Nashville and Los Angeles are magical places and dreams really do come true there. But much of it is fabricated and paid for, bartered and even blackmailed when necessary. It’s the only explanation when some young hunk or gorgeous little gal with mediocre karaoke competition talent suddenly has a top ten single on Billboard. And it’s not genre specific either. All types of music from Hip Hop to Country seem to be coming out of the vending machine and digitally being spun on the Big Heart network. And so we ask, “I thought payola died in the nineteen fifties “! No it hasn’t and it’s not exclusive to the music industry either. It’s rampant in the sports world and movie production. Ask any of the independent producers and directors at Sundance Film Festival how hard they have worked, how many barriers were placed in the way to keep their films from being seen and noticed. And were it not for these types of outlets for film makers, and the Independent music festivals all over the world there would be less hope for a writer, artist or band than there is today.

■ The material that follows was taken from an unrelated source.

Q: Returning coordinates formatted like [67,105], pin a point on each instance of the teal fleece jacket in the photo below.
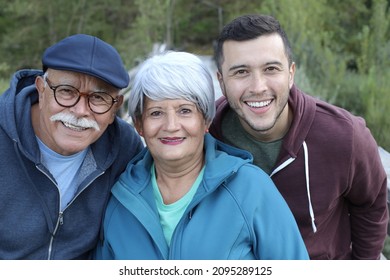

Now rather than me starting to sound like a Rant against the recent iHeart music awards and it’s plethora of no-talent cupie-doll cutout kids….( I know, I said I wouldn’t go there ) that was so much like all the other ho-hum awards shows, I think you’re all adults here reading this and you know in your heart of hearts what is good, what is real and what is fabrication. So lest we be judges and stone throwers, let us be creators and developers who can right what is wrong and correct the imbalance so that every little boy or girl throughout the world will have an equal opportunity. One that says no matter your language, religion, color or belief – no matter if you are a serious poet-rapper with a message to tell, or a Strat-slinging hard rocker or a real life country artist from the farm or the projects, your voice will be heard and your story listened to.
In conclusion I have to also admit that it’s not the fault
of the rich privileged kids who do have plenty of talent but have had favors
granted because of daddy’s connections. They deserve a chance just like the
rest of us, but let’s not be making up tales about our rough childhood and how
much mommy didn’t love me and that’s why I had the Blues every day laying around
the pool eating hors d’ oeuvres with our
morning champagne. Work for it, stay humble and inspire others!